回神見V正專注的觀察自己,她不好意思的笑了笑︰「什麼時候去?」
反正只是參加晚宴,交流會與她無關,V幫了她不少忙,去一趟也沒什麼。
「聖誕節一放假就過去吧,海德堡風景很美,順便當做旅游了,」頓了頓,V說︰「很多時候都見到你在發呆,有什麼心事嗎?」
徐盡歡模了模自己的臉,笑道︰「那不是在發呆,而是在欣賞風景,又或者是在沉思,其實有件事情我一直想不明白,」她一臉嚴肅︰「天空到底有多高呢?」
V笑了笑,知道她是不願多說,提醒她這兩天收拾一下行禮就回去工作了。
徐盡歡垂眸,再次模了模自己的臉,還是沒能學會完美的偽裝,不能像他一樣用一副雲淡風輕的微笑迷惑了世人。
去了海德堡才知道這次會議是國際醫學交流會,匯聚的都是國內外醫學界的名醫首腦,徐盡歡有些緊張,醫學兩個字對她來說極其敏感。
兩年來,她沒有刻意打听過郁雲川的消息,不回國是想陪陪外婆,腦溢血是個能復發的急性病,不知道什麼時候發作,搶救不及時人就沒了,但只要听到一丁點有關國內醫學上的事,她都會像患了焦慮癥一樣。
前兩天是真正的醫學交流會,V不必陪他母親,就帶徐盡歡四處玩了玩,兩人再次來到海德堡大學,古老的城堡建築顯示著它的莊重與滄桑,V滔滔不絕的跟她介紹著大學的傳奇歷史,兩人順理成章的來到校史展覽廳。
V指著郁雲川的獎章得意的說︰「這枚獎章可是德國最高醫學獎項,獲得者是我媽媽最得意的學生,而且,你知道他是哪國人嗎?」
他說的這樣明顯,就算徐盡歡不認識郁雲川也一定能猜得出是中國人吧,多此一問。
V自問自答的說︰「校方在反面刻上了他的名字,郁雲川,是你們中國人哦,我還見過他的照片呢,用漢語說就是帥呆了。
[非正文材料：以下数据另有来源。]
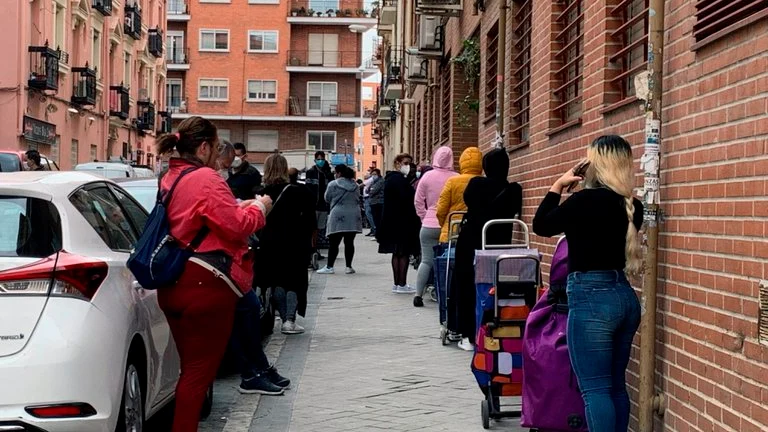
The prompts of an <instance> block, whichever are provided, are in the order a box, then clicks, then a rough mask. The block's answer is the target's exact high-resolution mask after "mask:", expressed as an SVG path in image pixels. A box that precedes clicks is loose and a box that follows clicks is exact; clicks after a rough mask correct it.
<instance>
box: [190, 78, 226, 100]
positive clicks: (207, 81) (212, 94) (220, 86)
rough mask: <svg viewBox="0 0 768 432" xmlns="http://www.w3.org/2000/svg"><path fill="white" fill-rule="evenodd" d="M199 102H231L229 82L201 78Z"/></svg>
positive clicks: (219, 79) (198, 98) (221, 79)
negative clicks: (208, 101) (226, 101)
mask: <svg viewBox="0 0 768 432" xmlns="http://www.w3.org/2000/svg"><path fill="white" fill-rule="evenodd" d="M197 100H202V101H220V102H226V101H228V100H229V80H227V79H207V78H201V79H200V85H199V91H198V92H197Z"/></svg>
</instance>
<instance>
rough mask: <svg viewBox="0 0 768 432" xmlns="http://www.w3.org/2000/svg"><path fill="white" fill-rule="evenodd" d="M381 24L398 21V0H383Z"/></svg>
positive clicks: (380, 23) (381, 8) (382, 0)
mask: <svg viewBox="0 0 768 432" xmlns="http://www.w3.org/2000/svg"><path fill="white" fill-rule="evenodd" d="M382 3H383V4H382V8H381V16H379V25H380V26H390V25H395V23H396V22H397V0H382Z"/></svg>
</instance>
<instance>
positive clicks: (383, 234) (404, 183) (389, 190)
mask: <svg viewBox="0 0 768 432" xmlns="http://www.w3.org/2000/svg"><path fill="white" fill-rule="evenodd" d="M412 161H413V158H412V157H411V155H409V154H407V153H403V154H400V155H398V156H397V157H396V158H395V169H396V170H395V171H389V172H387V175H386V177H385V178H384V207H383V211H382V217H381V222H380V224H377V225H376V240H377V241H378V242H379V253H382V254H390V253H391V254H392V276H393V279H394V284H393V285H392V292H393V293H395V294H413V293H414V292H416V290H415V289H414V288H412V287H410V286H408V283H407V278H408V260H409V258H410V256H411V255H413V254H415V253H417V252H418V250H419V229H420V228H421V221H420V220H419V216H418V215H416V207H415V206H414V205H413V197H414V196H415V195H416V191H415V190H414V189H413V187H412V186H411V184H410V182H409V180H408V179H407V178H406V176H407V175H408V174H409V173H410V171H411V162H412Z"/></svg>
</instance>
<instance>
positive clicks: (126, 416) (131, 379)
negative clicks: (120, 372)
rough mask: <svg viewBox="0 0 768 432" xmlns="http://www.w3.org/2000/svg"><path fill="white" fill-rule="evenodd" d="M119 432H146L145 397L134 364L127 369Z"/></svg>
mask: <svg viewBox="0 0 768 432" xmlns="http://www.w3.org/2000/svg"><path fill="white" fill-rule="evenodd" d="M116 430H117V432H142V431H143V430H144V397H143V396H142V394H141V375H140V374H139V371H138V369H136V366H134V365H133V364H132V363H128V366H127V367H126V368H125V382H124V385H123V401H122V402H121V403H120V416H119V417H118V419H117V429H116Z"/></svg>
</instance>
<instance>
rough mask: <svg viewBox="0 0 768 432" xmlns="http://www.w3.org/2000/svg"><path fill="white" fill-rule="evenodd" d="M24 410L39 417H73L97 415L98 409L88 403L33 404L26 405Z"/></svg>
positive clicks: (89, 416)
mask: <svg viewBox="0 0 768 432" xmlns="http://www.w3.org/2000/svg"><path fill="white" fill-rule="evenodd" d="M24 410H25V411H26V412H28V413H29V414H30V415H32V416H35V417H37V418H72V417H90V416H93V415H96V410H95V409H93V407H92V406H90V405H88V404H86V403H69V404H61V405H41V406H32V407H26V408H24Z"/></svg>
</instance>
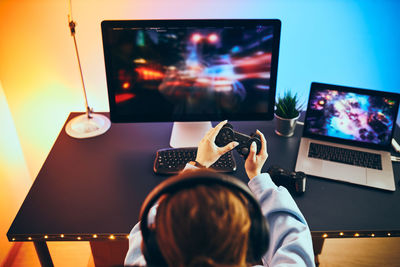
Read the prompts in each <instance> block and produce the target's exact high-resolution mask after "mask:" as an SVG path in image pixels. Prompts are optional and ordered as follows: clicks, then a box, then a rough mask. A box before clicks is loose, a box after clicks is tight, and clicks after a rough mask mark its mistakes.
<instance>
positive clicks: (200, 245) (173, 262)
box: [156, 185, 251, 267]
mask: <svg viewBox="0 0 400 267" xmlns="http://www.w3.org/2000/svg"><path fill="white" fill-rule="evenodd" d="M250 224H251V222H250V218H249V212H248V209H247V200H246V199H245V198H244V197H243V196H242V195H241V194H239V193H238V192H235V193H234V192H232V191H231V190H229V189H227V188H225V187H223V186H220V185H212V186H205V185H198V186H195V187H193V188H189V189H185V190H182V191H179V192H177V193H175V194H173V195H167V196H165V197H164V198H162V199H161V201H160V204H159V207H158V210H157V215H156V237H157V242H158V245H159V247H160V250H161V253H162V255H163V257H164V259H165V260H166V262H167V263H168V265H169V266H179V267H184V266H191V267H194V266H196V267H200V266H246V253H247V246H248V238H249V229H250Z"/></svg>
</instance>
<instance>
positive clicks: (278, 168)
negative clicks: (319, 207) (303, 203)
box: [268, 165, 307, 195]
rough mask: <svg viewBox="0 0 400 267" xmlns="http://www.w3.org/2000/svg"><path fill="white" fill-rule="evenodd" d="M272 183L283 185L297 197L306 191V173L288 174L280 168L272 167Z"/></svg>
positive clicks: (287, 172) (278, 184)
mask: <svg viewBox="0 0 400 267" xmlns="http://www.w3.org/2000/svg"><path fill="white" fill-rule="evenodd" d="M268 173H269V175H270V176H271V179H272V181H273V182H274V183H275V184H276V185H278V186H279V185H282V186H284V187H286V189H287V190H288V191H289V192H290V193H292V194H296V195H301V194H303V193H304V192H305V191H306V180H307V179H306V178H307V176H306V174H305V173H304V172H288V171H286V170H284V169H282V168H281V167H279V166H276V165H274V166H271V167H270V168H269V169H268Z"/></svg>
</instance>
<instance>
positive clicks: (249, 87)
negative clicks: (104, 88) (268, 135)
mask: <svg viewBox="0 0 400 267" xmlns="http://www.w3.org/2000/svg"><path fill="white" fill-rule="evenodd" d="M280 28H281V27H280V21H279V20H127V21H103V22H102V34H103V47H104V59H105V67H106V77H107V87H108V95H109V104H110V117H111V120H112V121H113V122H155V121H160V122H162V121H211V120H223V119H228V120H270V119H272V118H273V112H274V104H275V91H276V76H277V65H278V53H279V40H280Z"/></svg>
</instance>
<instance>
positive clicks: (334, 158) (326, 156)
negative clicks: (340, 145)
mask: <svg viewBox="0 0 400 267" xmlns="http://www.w3.org/2000/svg"><path fill="white" fill-rule="evenodd" d="M308 157H310V158H318V159H323V160H329V161H334V162H340V163H344V164H349V165H355V166H360V167H365V168H370V169H377V170H382V160H381V155H379V154H375V153H369V152H363V151H357V150H351V149H346V148H341V147H334V146H328V145H322V144H316V143H310V148H309V150H308Z"/></svg>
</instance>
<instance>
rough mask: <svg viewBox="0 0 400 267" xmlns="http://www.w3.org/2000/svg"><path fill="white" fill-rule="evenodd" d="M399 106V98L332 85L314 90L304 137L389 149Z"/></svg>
mask: <svg viewBox="0 0 400 267" xmlns="http://www.w3.org/2000/svg"><path fill="white" fill-rule="evenodd" d="M398 106H399V95H397V94H391V93H386V92H378V91H372V90H351V89H350V88H346V87H336V88H332V86H331V85H325V87H324V86H323V85H319V86H312V88H311V92H310V98H309V103H308V109H307V116H306V123H305V129H304V131H305V133H306V134H312V135H318V136H325V137H331V138H338V139H342V140H349V141H357V142H360V143H368V144H374V145H379V146H389V145H390V143H391V140H392V134H393V129H394V126H395V124H396V117H397V112H398Z"/></svg>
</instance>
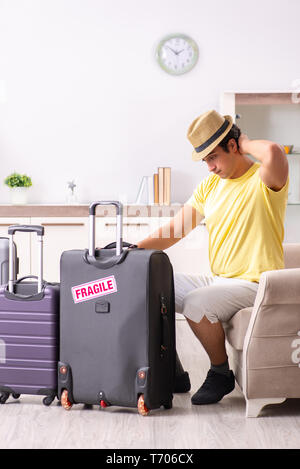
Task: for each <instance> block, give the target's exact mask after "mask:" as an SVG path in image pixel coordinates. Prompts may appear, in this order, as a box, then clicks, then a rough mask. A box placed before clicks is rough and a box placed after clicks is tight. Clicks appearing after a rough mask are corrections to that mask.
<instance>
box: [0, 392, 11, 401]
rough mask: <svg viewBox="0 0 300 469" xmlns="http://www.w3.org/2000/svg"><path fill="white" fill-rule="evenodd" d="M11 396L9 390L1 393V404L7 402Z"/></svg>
mask: <svg viewBox="0 0 300 469" xmlns="http://www.w3.org/2000/svg"><path fill="white" fill-rule="evenodd" d="M8 398H9V392H3V393H1V394H0V404H5V402H6V401H7V399H8Z"/></svg>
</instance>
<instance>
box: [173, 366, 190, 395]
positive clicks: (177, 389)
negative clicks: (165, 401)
mask: <svg viewBox="0 0 300 469" xmlns="http://www.w3.org/2000/svg"><path fill="white" fill-rule="evenodd" d="M190 389H191V382H190V377H189V374H188V372H187V371H185V372H184V373H182V374H180V375H175V383H174V390H173V392H174V393H180V392H189V390H190Z"/></svg>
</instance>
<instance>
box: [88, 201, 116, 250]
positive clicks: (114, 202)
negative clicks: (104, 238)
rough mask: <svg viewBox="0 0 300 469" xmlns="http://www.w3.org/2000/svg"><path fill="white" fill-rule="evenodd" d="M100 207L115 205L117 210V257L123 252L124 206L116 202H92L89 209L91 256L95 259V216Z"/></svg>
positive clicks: (89, 244)
mask: <svg viewBox="0 0 300 469" xmlns="http://www.w3.org/2000/svg"><path fill="white" fill-rule="evenodd" d="M98 205H114V206H115V207H116V209H117V233H116V237H117V242H116V256H119V255H120V254H121V252H122V250H123V249H122V228H123V205H122V204H121V202H118V201H116V200H109V201H104V200H103V201H102V200H101V201H96V202H92V203H91V205H90V208H89V219H90V240H89V255H90V256H93V257H95V216H96V207H97V206H98Z"/></svg>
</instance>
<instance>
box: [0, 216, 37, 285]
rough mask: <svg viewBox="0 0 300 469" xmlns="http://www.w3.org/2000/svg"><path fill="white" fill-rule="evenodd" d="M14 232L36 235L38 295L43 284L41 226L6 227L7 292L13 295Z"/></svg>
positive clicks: (13, 266) (13, 278)
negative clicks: (13, 236) (37, 259)
mask: <svg viewBox="0 0 300 469" xmlns="http://www.w3.org/2000/svg"><path fill="white" fill-rule="evenodd" d="M16 231H24V232H27V233H31V232H35V233H36V234H37V239H38V246H39V272H38V293H41V291H42V284H43V236H44V227H43V226H41V225H11V226H9V227H8V234H9V280H8V291H9V292H10V293H13V288H14V249H13V244H14V242H13V236H14V234H15V232H16Z"/></svg>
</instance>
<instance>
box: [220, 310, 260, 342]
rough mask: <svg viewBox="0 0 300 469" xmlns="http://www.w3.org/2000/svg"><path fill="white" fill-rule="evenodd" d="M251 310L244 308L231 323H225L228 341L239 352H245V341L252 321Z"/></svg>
mask: <svg viewBox="0 0 300 469" xmlns="http://www.w3.org/2000/svg"><path fill="white" fill-rule="evenodd" d="M252 309H253V308H252V307H251V308H243V309H241V310H240V311H238V312H237V313H236V314H235V315H234V316H233V317H232V318H231V319H230V321H228V322H226V323H224V330H225V335H226V339H227V341H228V342H229V343H230V345H231V346H232V347H234V348H235V349H237V350H243V345H244V339H245V335H246V331H247V328H248V324H249V321H250V317H251V313H252Z"/></svg>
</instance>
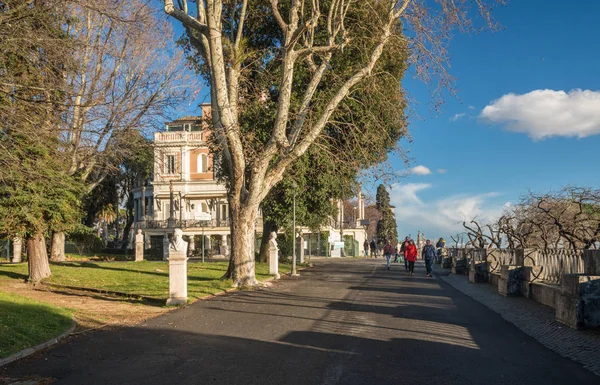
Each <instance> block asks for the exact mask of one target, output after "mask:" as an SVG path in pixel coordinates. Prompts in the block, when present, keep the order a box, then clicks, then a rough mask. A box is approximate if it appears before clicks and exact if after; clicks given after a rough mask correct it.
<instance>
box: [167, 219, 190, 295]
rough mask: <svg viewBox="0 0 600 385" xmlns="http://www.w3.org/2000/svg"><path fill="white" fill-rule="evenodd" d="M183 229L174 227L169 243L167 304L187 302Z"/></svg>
mask: <svg viewBox="0 0 600 385" xmlns="http://www.w3.org/2000/svg"><path fill="white" fill-rule="evenodd" d="M182 236H183V231H181V229H175V232H174V234H173V239H172V240H171V242H170V244H169V299H168V300H167V306H171V305H184V304H186V303H187V260H188V258H187V248H188V243H187V242H186V241H184V240H183V238H182Z"/></svg>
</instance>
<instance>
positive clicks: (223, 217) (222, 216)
mask: <svg viewBox="0 0 600 385" xmlns="http://www.w3.org/2000/svg"><path fill="white" fill-rule="evenodd" d="M221 219H227V205H222V206H221Z"/></svg>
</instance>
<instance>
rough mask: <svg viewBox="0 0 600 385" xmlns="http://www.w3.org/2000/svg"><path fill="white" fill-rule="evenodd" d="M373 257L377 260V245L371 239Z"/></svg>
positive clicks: (375, 243) (372, 239)
mask: <svg viewBox="0 0 600 385" xmlns="http://www.w3.org/2000/svg"><path fill="white" fill-rule="evenodd" d="M371 257H372V258H377V244H376V243H375V240H374V239H371Z"/></svg>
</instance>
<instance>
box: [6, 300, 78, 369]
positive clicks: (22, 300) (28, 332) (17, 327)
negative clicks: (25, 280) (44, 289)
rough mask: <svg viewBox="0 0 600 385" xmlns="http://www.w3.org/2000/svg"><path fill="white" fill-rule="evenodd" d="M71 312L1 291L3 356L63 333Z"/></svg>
mask: <svg viewBox="0 0 600 385" xmlns="http://www.w3.org/2000/svg"><path fill="white" fill-rule="evenodd" d="M70 326H71V312H70V311H68V310H66V309H61V308H58V307H55V306H51V305H48V304H43V303H40V302H37V301H34V300H31V299H29V298H25V297H21V296H19V295H15V294H9V293H4V292H2V291H0V358H6V357H8V356H10V355H12V354H14V353H16V352H18V351H21V350H23V349H25V348H28V347H31V346H35V345H37V344H40V343H42V342H45V341H47V340H49V339H51V338H53V337H57V336H59V335H60V334H62V333H64V332H65V331H66V330H67V329H69V327H70Z"/></svg>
」
徐盡歡扯了扯唇角,沒說什麼。
晚會定在第三天,下午V早早的帶她去見自己的母親,可能是因為郁雲川的關系,他母親對中國人非常熱情,徐盡歡乖巧溫順的模樣又很討喜,兩人相談甚歡。
在他母親的書房,徐盡歡見到了她與郁雲川的合影,微微笑著,目視前方,拍這張照片的時候他剛二十出頭,不過與後來在國內見到他的時候沒什麼兩樣,歲月在他臉上定了格。
現在的他應該依然如故吧。
一年前回學校辦理畢業事宜,她沒有見到他,也沒有刻意打听過,不知道他還在不在學校,又去了哪里。
她想,如果他想見她,定然會在畢業的時候出現,但是他沒有。
三人聊了一會就去參加晚會了,一進大廳就有樂隊現場演奏,有的在跳舞,有的三三兩兩坐在卡座里交流醫術經驗,晚宴還未正式開始,比較自由。
V的母親進去之後就有幾人圍過來熱情的打招呼,顯然在醫學界有不低的權威,V被介紹給眾人,自然徐盡歡也少不了要打招呼寒暄兩句。
正式開始之後,首先是舞會開場帶動氣氛,徐盡歡被V拉進了場地,現在的她已不像兩年前那樣小家子氣了,華爾茲探戈都不在話下,可每次與人跳舞總會想起第一次教她跳舞的男人。
他的體貼,耐心,以及獨特的懲罰方式,不用飲酒,他的眼波已能醉人心神。
一個動作之後,她拉著V的手,身體往後仰去,想藉此逼退眼中的淚意,整個世界翻轉倒立,剎那一瞥,她竟然看到了剛剛還在回憶的男人!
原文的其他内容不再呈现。